Joe Prater, of Charter, said his company has 215 locations to finish at two areas off Patrick County’s portion of the Blue Ridge Parkway.
“If the funds are available and the timelines are right, funds don’t expire, we have enough time to build it, we’re always interested” in adding customers, Prater said.

Even if Treasury grants an extension, it’s unclear whether RiverStreet or another provider could finish the work, said Steve Terry, who chaired Patrick County’s broadband committee for six years. The county disbanded the committee in January 2025, after the projects were funded, contracts were signed and apparent progress was made.
But Terry and other committee members continued to track progress, and as the federal deadline approached, he became worried about the county losing previously granted money.

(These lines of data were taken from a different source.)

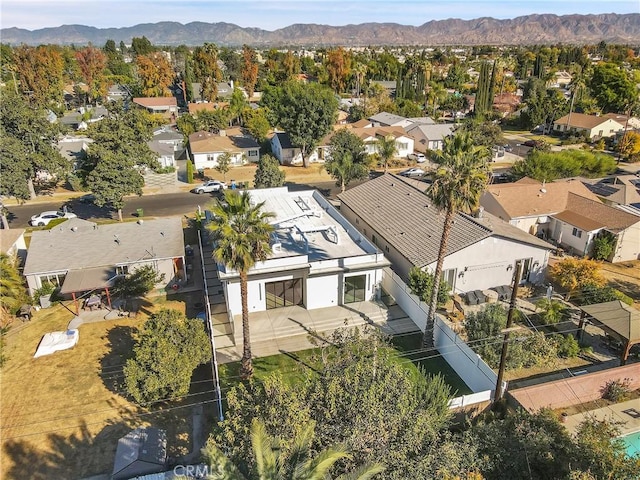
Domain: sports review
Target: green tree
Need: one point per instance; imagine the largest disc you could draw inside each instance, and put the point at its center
(347, 158)
(272, 464)
(241, 232)
(604, 245)
(137, 283)
(458, 183)
(223, 164)
(421, 285)
(168, 350)
(27, 141)
(387, 149)
(268, 173)
(612, 89)
(207, 71)
(361, 397)
(574, 273)
(256, 123)
(307, 112)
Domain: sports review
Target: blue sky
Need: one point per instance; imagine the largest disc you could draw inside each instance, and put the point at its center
(271, 15)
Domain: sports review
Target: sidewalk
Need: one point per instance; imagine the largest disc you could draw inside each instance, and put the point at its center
(626, 414)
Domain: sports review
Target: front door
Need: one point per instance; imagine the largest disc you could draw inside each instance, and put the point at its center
(354, 288)
(284, 293)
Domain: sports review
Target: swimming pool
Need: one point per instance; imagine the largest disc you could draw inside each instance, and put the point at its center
(633, 443)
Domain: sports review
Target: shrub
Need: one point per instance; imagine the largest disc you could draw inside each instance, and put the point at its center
(616, 390)
(189, 171)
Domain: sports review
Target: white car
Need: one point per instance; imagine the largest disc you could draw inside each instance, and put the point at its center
(210, 186)
(412, 172)
(417, 157)
(44, 218)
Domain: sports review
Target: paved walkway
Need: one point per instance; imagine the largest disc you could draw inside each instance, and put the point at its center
(626, 414)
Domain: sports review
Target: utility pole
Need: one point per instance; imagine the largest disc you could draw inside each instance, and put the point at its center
(507, 331)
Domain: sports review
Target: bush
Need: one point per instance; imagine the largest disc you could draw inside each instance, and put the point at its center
(189, 171)
(616, 390)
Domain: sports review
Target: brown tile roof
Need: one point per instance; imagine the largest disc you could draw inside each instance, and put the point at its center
(534, 199)
(407, 220)
(232, 141)
(580, 120)
(595, 215)
(150, 102)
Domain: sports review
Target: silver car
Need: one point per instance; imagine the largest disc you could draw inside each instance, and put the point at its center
(44, 218)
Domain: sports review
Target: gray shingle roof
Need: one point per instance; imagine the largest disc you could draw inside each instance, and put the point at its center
(77, 244)
(407, 220)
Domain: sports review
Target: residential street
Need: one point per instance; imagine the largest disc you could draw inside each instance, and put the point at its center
(154, 205)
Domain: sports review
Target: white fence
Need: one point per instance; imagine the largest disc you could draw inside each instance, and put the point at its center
(467, 364)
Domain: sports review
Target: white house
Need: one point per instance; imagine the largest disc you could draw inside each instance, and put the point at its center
(207, 147)
(593, 126)
(80, 256)
(395, 214)
(529, 204)
(318, 259)
(429, 136)
(576, 228)
(370, 136)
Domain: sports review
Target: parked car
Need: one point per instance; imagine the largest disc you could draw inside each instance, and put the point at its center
(210, 186)
(44, 218)
(412, 172)
(417, 157)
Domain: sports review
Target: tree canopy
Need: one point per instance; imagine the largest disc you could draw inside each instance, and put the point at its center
(307, 112)
(268, 173)
(168, 350)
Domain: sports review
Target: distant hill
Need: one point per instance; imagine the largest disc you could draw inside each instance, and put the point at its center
(528, 29)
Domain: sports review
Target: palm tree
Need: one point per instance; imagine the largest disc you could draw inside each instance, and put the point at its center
(241, 233)
(458, 182)
(272, 465)
(387, 149)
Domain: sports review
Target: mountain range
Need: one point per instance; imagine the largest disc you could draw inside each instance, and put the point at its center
(528, 29)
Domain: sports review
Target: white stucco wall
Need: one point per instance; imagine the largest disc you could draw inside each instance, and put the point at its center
(487, 262)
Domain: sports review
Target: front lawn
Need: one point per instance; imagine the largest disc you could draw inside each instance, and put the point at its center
(294, 366)
(62, 414)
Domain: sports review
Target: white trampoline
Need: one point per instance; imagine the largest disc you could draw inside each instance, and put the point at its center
(55, 341)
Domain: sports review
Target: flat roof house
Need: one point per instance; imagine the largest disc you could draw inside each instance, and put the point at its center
(318, 259)
(399, 218)
(79, 256)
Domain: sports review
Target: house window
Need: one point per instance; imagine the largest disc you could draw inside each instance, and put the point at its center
(122, 270)
(354, 289)
(284, 294)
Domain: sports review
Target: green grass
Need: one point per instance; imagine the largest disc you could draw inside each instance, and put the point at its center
(410, 347)
(296, 365)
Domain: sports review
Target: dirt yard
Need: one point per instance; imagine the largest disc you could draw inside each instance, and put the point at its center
(62, 415)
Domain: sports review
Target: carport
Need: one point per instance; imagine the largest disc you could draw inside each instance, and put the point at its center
(88, 279)
(618, 320)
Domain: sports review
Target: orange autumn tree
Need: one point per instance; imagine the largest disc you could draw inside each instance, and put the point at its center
(575, 273)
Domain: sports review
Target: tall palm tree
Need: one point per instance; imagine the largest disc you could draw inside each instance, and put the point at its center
(387, 149)
(241, 233)
(272, 465)
(458, 183)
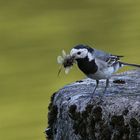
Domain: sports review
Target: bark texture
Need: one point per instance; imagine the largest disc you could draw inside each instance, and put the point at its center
(75, 115)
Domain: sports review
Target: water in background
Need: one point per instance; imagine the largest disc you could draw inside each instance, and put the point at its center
(32, 35)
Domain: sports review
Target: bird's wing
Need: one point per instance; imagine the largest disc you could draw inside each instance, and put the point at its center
(107, 57)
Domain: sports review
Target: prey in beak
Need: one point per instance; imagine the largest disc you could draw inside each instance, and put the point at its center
(66, 61)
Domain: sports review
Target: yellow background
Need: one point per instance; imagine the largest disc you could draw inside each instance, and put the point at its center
(32, 35)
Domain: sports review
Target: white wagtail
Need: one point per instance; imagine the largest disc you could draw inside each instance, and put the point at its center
(97, 64)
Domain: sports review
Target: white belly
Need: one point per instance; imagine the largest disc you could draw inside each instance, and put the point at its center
(102, 73)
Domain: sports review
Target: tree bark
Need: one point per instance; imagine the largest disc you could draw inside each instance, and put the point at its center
(76, 114)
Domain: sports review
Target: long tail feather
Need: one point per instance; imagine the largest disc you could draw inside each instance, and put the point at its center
(128, 64)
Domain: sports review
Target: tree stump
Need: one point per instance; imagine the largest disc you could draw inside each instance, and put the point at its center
(74, 115)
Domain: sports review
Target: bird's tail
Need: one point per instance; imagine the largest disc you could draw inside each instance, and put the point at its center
(129, 64)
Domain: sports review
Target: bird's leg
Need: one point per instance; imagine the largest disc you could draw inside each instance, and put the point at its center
(97, 83)
(107, 84)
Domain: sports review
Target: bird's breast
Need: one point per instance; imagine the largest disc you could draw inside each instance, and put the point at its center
(88, 67)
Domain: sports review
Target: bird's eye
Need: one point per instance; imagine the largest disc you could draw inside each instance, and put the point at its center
(78, 53)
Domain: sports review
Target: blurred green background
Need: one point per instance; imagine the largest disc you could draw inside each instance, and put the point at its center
(32, 35)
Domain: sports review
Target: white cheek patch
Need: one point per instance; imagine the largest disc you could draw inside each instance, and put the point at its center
(90, 56)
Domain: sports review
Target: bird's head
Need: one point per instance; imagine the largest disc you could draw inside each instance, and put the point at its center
(81, 52)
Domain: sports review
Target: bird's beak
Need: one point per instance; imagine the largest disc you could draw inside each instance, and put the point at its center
(73, 55)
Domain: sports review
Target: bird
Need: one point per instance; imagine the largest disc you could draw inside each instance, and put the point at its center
(97, 64)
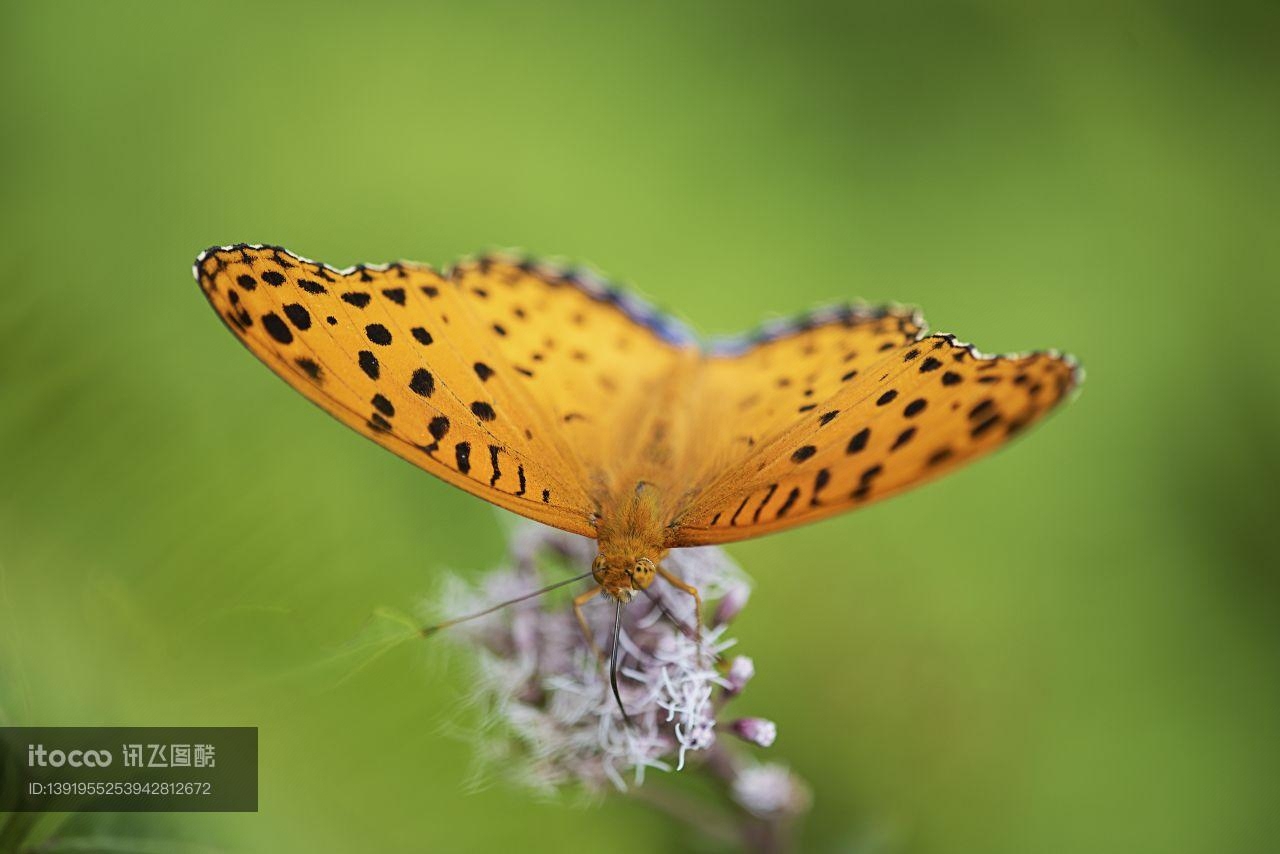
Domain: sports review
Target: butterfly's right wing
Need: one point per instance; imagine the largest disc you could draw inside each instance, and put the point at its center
(844, 414)
(499, 378)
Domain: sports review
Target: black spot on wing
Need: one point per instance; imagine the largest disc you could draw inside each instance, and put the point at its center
(275, 328)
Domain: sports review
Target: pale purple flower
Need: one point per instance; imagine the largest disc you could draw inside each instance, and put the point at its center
(554, 721)
(757, 730)
(769, 791)
(740, 672)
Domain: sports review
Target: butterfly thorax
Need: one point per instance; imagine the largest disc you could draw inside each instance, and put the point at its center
(631, 544)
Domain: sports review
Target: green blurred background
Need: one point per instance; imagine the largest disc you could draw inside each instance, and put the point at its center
(1069, 647)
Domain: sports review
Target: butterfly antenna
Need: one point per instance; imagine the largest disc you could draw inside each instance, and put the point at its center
(426, 631)
(613, 662)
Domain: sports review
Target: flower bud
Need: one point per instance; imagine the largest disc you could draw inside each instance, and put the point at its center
(757, 730)
(740, 672)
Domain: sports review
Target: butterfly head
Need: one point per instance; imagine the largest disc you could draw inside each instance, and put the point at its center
(622, 576)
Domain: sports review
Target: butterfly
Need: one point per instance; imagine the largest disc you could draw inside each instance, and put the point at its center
(556, 394)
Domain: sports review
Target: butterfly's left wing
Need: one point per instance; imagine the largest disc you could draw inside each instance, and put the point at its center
(507, 379)
(919, 407)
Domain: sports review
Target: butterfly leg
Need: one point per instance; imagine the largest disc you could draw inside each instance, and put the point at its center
(680, 584)
(579, 601)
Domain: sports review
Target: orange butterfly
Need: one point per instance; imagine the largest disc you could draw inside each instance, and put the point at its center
(554, 394)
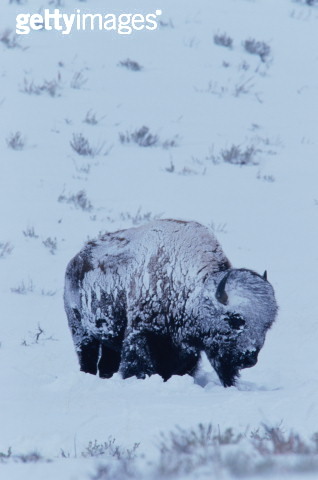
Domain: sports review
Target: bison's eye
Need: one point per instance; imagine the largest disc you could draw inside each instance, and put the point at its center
(235, 320)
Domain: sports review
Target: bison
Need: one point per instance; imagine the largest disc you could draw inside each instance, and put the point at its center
(149, 300)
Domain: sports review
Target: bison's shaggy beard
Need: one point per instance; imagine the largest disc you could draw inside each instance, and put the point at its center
(226, 370)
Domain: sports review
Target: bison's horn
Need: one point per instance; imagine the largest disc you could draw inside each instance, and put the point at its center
(221, 294)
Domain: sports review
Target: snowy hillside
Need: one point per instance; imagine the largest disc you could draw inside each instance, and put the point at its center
(212, 117)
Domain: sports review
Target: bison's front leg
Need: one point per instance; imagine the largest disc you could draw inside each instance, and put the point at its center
(88, 353)
(136, 358)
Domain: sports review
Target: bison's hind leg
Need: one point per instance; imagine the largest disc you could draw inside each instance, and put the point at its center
(109, 362)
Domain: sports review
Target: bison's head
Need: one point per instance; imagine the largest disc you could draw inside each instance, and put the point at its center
(238, 311)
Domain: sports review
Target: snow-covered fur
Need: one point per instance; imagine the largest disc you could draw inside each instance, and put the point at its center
(150, 299)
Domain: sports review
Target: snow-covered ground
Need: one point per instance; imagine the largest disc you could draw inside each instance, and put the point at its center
(207, 103)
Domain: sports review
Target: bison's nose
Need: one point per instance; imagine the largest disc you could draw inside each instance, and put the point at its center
(250, 359)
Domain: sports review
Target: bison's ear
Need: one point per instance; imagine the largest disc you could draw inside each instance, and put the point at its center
(221, 294)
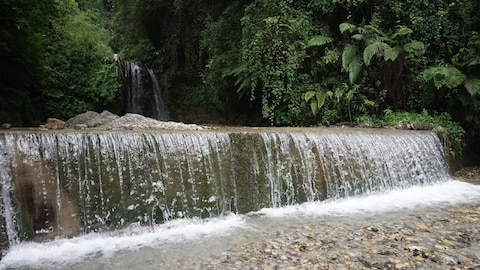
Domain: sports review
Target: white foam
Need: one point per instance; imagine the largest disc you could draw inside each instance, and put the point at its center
(68, 251)
(449, 192)
(64, 252)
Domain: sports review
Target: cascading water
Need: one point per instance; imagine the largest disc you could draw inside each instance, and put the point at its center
(143, 94)
(65, 184)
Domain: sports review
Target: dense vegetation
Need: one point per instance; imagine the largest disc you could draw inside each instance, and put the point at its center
(257, 62)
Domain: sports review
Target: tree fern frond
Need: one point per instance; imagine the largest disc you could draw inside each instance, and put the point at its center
(320, 95)
(473, 86)
(416, 48)
(309, 95)
(319, 40)
(357, 37)
(392, 53)
(402, 31)
(354, 68)
(348, 53)
(347, 27)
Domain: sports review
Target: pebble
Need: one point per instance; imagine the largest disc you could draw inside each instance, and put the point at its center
(446, 238)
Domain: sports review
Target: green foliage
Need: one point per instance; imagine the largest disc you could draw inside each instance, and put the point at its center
(450, 77)
(273, 49)
(316, 99)
(450, 131)
(79, 65)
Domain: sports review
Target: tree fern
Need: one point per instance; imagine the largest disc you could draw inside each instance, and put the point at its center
(354, 68)
(450, 77)
(347, 27)
(347, 55)
(318, 40)
(392, 53)
(473, 86)
(415, 48)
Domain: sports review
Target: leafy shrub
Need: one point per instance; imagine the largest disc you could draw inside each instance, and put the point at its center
(450, 132)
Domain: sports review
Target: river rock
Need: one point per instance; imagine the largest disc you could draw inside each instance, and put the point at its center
(54, 123)
(6, 126)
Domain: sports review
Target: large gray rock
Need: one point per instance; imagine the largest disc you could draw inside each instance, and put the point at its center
(82, 118)
(92, 119)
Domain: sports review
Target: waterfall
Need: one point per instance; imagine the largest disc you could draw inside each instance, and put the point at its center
(64, 184)
(143, 94)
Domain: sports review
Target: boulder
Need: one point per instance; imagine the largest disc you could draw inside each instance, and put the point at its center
(54, 123)
(6, 126)
(82, 118)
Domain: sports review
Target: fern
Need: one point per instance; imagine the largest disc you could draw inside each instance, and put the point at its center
(392, 53)
(354, 68)
(416, 48)
(347, 55)
(450, 77)
(473, 86)
(319, 40)
(347, 27)
(402, 31)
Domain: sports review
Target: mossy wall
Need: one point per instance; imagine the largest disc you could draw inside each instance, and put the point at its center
(66, 183)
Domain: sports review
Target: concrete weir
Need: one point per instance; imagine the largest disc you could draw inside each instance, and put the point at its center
(66, 183)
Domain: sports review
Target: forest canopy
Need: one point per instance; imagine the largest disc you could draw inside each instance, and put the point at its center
(257, 62)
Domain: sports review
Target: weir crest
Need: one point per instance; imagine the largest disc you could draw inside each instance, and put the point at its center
(68, 183)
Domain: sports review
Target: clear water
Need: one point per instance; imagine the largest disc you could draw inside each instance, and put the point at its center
(162, 246)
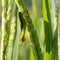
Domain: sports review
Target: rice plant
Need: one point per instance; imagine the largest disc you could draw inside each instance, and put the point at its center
(30, 36)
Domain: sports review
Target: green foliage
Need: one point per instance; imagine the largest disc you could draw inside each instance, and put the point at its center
(30, 38)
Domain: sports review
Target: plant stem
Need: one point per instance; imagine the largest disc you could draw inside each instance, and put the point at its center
(33, 33)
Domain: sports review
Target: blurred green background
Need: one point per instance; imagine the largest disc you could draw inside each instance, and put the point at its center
(36, 14)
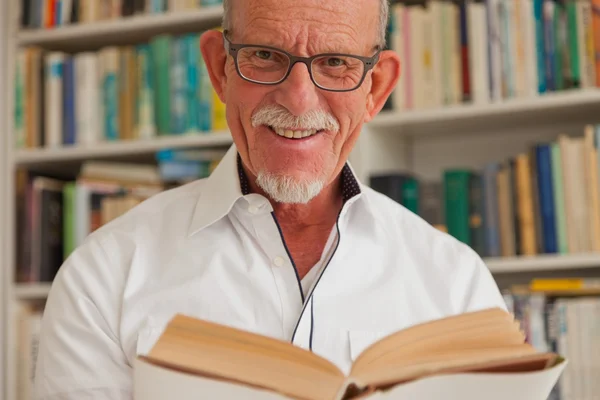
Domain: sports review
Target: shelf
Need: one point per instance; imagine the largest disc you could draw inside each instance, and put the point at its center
(121, 149)
(546, 262)
(34, 291)
(545, 109)
(127, 30)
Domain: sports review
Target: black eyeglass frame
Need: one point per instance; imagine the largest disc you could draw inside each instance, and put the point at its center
(233, 48)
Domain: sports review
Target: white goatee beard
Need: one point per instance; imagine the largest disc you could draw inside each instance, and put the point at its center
(284, 189)
(281, 188)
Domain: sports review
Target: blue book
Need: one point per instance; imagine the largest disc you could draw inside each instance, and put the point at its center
(178, 86)
(192, 43)
(546, 197)
(538, 13)
(490, 209)
(69, 101)
(110, 92)
(57, 12)
(549, 44)
(205, 97)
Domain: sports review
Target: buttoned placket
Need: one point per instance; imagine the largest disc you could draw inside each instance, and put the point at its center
(260, 217)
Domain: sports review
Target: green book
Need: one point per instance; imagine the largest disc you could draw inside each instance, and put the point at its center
(410, 195)
(456, 197)
(161, 60)
(561, 52)
(68, 218)
(559, 199)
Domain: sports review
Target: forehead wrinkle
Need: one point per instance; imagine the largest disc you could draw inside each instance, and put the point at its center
(309, 37)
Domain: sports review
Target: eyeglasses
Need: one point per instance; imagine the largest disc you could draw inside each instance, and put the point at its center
(270, 66)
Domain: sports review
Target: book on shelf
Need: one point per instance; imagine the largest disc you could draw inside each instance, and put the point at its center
(116, 93)
(27, 333)
(542, 200)
(56, 213)
(484, 51)
(562, 315)
(52, 14)
(467, 355)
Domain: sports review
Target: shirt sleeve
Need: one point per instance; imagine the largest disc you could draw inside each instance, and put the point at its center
(80, 355)
(474, 288)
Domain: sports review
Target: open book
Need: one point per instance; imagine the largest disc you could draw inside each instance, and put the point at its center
(484, 342)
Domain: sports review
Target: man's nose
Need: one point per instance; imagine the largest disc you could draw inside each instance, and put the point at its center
(298, 93)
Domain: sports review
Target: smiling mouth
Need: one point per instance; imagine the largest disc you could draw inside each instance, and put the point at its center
(295, 134)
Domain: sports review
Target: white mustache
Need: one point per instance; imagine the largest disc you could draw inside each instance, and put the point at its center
(279, 117)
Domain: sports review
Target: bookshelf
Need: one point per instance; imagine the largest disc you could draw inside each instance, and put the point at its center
(424, 141)
(121, 149)
(38, 291)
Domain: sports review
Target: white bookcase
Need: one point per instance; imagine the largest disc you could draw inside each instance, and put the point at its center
(424, 142)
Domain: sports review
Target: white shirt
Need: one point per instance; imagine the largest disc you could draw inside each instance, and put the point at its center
(209, 251)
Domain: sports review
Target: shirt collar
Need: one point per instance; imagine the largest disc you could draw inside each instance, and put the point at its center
(228, 183)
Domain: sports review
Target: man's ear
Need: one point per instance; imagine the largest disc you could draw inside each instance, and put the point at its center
(213, 52)
(384, 77)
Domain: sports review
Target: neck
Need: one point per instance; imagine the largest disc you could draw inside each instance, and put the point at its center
(321, 210)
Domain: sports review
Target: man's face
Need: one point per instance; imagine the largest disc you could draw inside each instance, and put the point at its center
(302, 28)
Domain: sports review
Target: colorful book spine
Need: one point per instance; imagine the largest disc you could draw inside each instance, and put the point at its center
(204, 95)
(145, 98)
(456, 196)
(538, 13)
(178, 88)
(559, 199)
(476, 214)
(546, 198)
(111, 93)
(490, 202)
(596, 30)
(69, 103)
(192, 101)
(20, 92)
(160, 47)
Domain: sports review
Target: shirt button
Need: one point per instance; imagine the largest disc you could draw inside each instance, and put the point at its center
(278, 261)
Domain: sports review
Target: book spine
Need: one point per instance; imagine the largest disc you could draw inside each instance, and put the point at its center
(476, 214)
(491, 224)
(68, 134)
(54, 99)
(538, 13)
(178, 75)
(456, 195)
(160, 47)
(192, 56)
(464, 51)
(525, 206)
(410, 194)
(546, 196)
(559, 200)
(596, 38)
(145, 103)
(20, 115)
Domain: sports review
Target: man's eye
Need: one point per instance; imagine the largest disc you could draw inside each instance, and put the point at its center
(263, 54)
(335, 62)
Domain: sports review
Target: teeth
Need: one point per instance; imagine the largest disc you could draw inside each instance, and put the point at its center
(294, 134)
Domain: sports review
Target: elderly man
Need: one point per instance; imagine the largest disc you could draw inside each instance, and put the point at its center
(281, 239)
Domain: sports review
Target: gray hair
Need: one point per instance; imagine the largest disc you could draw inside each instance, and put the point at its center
(384, 10)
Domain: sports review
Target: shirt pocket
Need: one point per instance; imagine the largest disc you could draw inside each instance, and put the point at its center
(360, 340)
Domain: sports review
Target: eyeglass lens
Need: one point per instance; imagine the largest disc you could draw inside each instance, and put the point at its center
(270, 66)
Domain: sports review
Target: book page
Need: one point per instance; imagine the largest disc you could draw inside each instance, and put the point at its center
(477, 386)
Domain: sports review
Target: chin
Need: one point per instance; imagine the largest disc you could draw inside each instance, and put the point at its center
(286, 188)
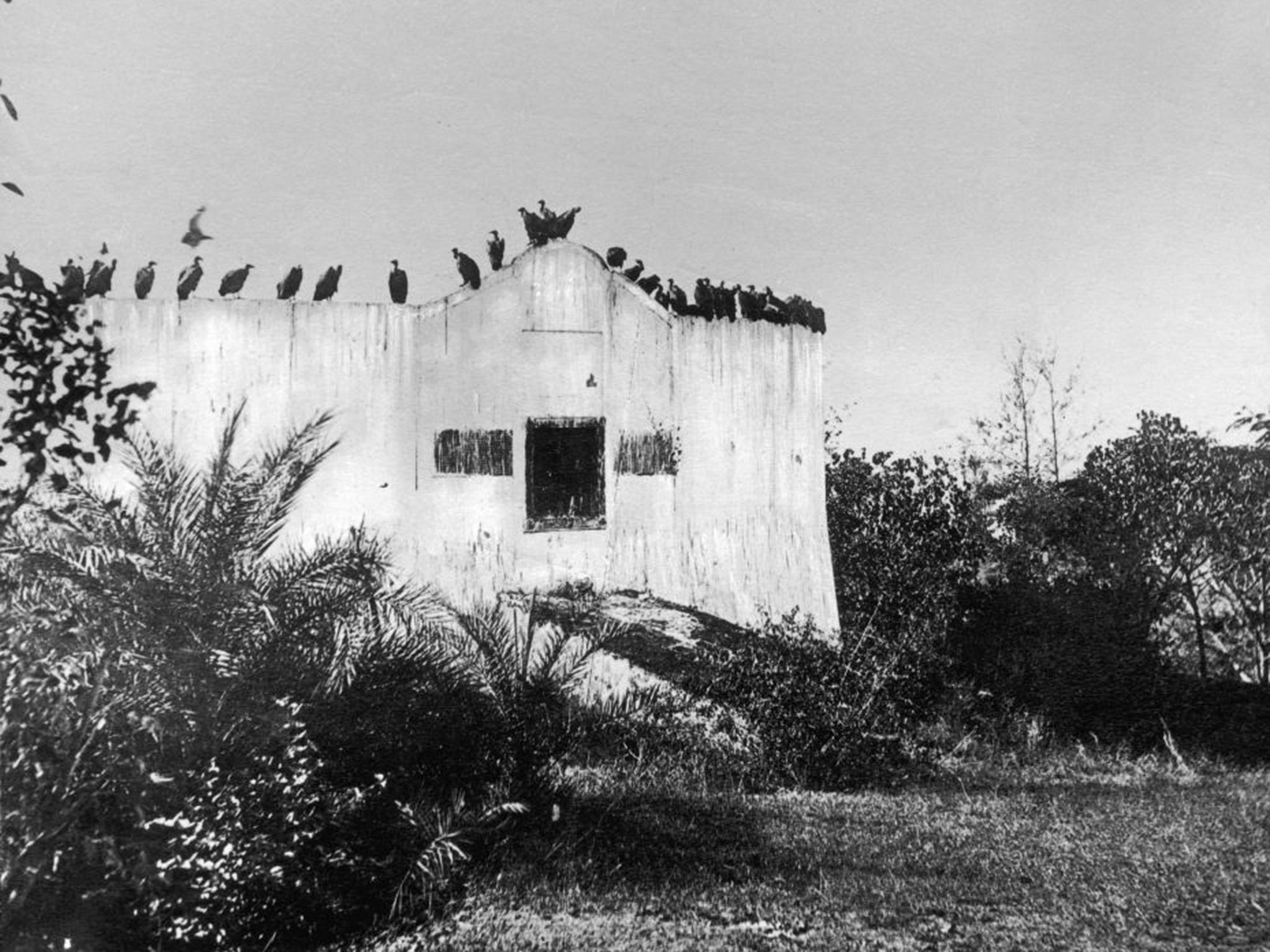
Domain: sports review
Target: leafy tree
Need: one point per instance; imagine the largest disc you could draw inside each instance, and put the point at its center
(215, 741)
(1034, 434)
(1241, 560)
(61, 409)
(1158, 491)
(905, 539)
(149, 640)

For example, the VATI dashboard shows that the 2023 RiverStreet/West Piedmont project had spent 8.5% of the $8 million government money the contract calls for, and 0.3% of the match funding, with 80% of the contract’s timeline expired as of May 13.
“The community stands to lose a lot,” Terry told the supervisors.
Terry worked to organize the May 26 meeting, called to address the lack of progress. During the meeting’s public hearing portion, Terry said that he did not want to disparage RiverStreet Networks, which had been cooperative over the years with his committee and which has spent a fair amount of its own money on the project. But he was concerned about both deadline and funding issues.
He told the board that he wondered if the West Piedmont Planning District Commission should be spending some time to get new contracts in place for a possible switch to another provider. The best case scenario includes work on a section of U.S. 58, which will require pole relocation, he said.
“Hopefully they’ll get their ducks in a row and come on,” Terry said of RiverStreet after the meeting. “I am convinced they want to. … The can-do is what I’m not sure of.”